(Adnkronos) - La notizia dello sgombero definitivo del Leoncavallo di Milano "è l'ennesima prova di una politica culturale assente, un esempio di povertà". È il commento a caldo che Jacopo Fo affida all'Adnkronos, di fronte alla chiusura di un luogo simbolo per tanti artisti, inclusi i suoi genitori, il premio Nobel Dario Fo e Franca Rame. Per lo scrittore e regista i fatti sono chiari: "Per la cultura popolare non c'è spazio, a Milano c'è spazio solo per chi costruisce i grattacieli. Non si comprende il valore dell'impegno di migliaia di volontari che fanno muro contro la disperazione", sottolinea lo scrittore-attivista. Secondo Fo, "è incredibile che, in tutti questi anni, il Comune di Milano non sia mai riuscito a fornire una sede stabile e un sostegno a una realtà come il Leoncavallo che ha svolto un'attività culturale fondamentale, dai corsi di italiano per stranieri ai laboratori, dagli spettacoli alle mostre".
La sua è un'amara constatazione: "A Milano, sembra che se non si costruisce un grattacielo, nessuno ti dia retta. Se domani tutte le associazioni culturali e di solidarietà dovessero sparire, la città andrebbe a fuoco in un mese. Queste realtà, che agiscono con sacrificio e una perseveranza incredibile, sono il muro contro la disperazione e la violenza, ma le istituzioni non lo capiscono. C'è un disprezzo verso chi fa cultura di base, perché sono barricati nelle loro grandi kermesse".
Fo denuncia una sordità istituzionale che dichiara di aver toccato con mano più volte. "Dopo i funerali di mio padre, il sindaco Sala mi disse che ci avrebbe dato in gestione la Palazzina Liberty, quella che negli anni '70 i miei genitori avevano occupato per iniziative culturali. Noi facemmo un progetto, non per gestirlo per noi, ma per metterlo a disposizione di tutte le compagnie territoriali e gruppi culturali che non trovano spazi per le prove o per organizzare eventi. Dopo mesi di trattative e progetti presentati, tutto è caduto nel silenzio. Sono scomparsi".
E non solo. "Feci anche un'altra proposta al sindaco: istituire una 'Giornata dell'Associazionismo', come avviene in tante città europee come Copenaghen. Un giorno in cui tutte le associazioni – dal coro della chiesa a chi lavora con disabili e bambini – mostrano alla città le loro attività in luoghi come Piazza Duomo, ricevendo visibilità e riconoscimento. Il sindaco si mostrò entusiasta, disse 'facciamolo subito'. Poi, anche questo progetto è morto.
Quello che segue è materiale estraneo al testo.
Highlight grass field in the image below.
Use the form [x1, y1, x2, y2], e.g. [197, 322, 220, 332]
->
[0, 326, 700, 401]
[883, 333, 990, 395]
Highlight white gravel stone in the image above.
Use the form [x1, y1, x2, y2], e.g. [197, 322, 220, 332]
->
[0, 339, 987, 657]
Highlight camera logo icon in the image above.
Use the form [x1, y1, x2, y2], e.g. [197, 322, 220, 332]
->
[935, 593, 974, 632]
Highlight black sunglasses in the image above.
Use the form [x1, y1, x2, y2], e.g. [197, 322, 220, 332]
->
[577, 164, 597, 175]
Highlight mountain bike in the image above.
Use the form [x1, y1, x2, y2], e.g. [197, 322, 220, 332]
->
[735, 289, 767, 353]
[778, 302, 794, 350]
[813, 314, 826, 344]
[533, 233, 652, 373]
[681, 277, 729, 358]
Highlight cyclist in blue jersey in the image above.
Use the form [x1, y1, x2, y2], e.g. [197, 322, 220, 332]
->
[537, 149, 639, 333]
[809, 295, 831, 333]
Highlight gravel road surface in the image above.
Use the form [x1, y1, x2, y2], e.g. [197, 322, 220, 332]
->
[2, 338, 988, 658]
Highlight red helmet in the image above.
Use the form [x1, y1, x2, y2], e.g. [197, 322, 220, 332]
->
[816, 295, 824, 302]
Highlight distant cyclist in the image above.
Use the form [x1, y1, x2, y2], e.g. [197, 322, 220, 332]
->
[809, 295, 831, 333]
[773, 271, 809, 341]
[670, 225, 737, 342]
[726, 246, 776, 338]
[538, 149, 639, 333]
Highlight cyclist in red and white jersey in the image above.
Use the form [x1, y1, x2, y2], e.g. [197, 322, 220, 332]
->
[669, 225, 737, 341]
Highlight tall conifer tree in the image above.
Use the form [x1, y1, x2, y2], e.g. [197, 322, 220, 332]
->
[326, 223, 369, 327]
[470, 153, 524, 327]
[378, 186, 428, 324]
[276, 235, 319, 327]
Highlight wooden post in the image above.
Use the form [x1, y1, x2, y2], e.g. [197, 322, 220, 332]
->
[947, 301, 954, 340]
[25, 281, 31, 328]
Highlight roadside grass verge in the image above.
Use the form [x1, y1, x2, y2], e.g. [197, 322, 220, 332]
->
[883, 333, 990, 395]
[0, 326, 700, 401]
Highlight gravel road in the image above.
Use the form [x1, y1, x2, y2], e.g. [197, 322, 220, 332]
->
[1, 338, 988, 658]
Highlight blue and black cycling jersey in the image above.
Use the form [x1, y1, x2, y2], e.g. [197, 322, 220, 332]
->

Nessuno ha più risposto al telefono".
Non c'è rabbia, tuttavia, nelle parole dello scrittore, ma "la constatazione di un totale e sistematico disinteresse per il tessuto sociale. Manca l'idea che per combattere la droga, la violenza e l'abbandono scolastico si debba investire nella cultura, sostenendo chi già la fa a proprie spese". È semplice: "Se vuoi avere grandi calciatori, costruisci tanti piccoli campetti di calcio per far allenare i ragazzini. Se non fai lo stesso per la cultura, supportando le associazioni di base e volontaristiche, non avrai mai un vero sviluppo culturale. Avrai solo le grandi kermesse per i divi, finanziate dalle istituzioni".
L'appello finale è un misto di ironia e amarezza: "Spero che il sindaco Sala venga illuminato dal suo Dio o da un'entità extraterrestre e decida finalmente di dare spazi e finanziamenti stabili a queste realtà, sulla base di progetti seri. Perché un Comune come Milano non può essere sordo, cieco e muto di fronte al valore immenso dell'impegno civile di migliaia di volontari. La mia esperienza è chiara: mi hanno fatto perdere tempo e lavoro per progetti concreti, e poi sono spariti. Avevano altro da fare".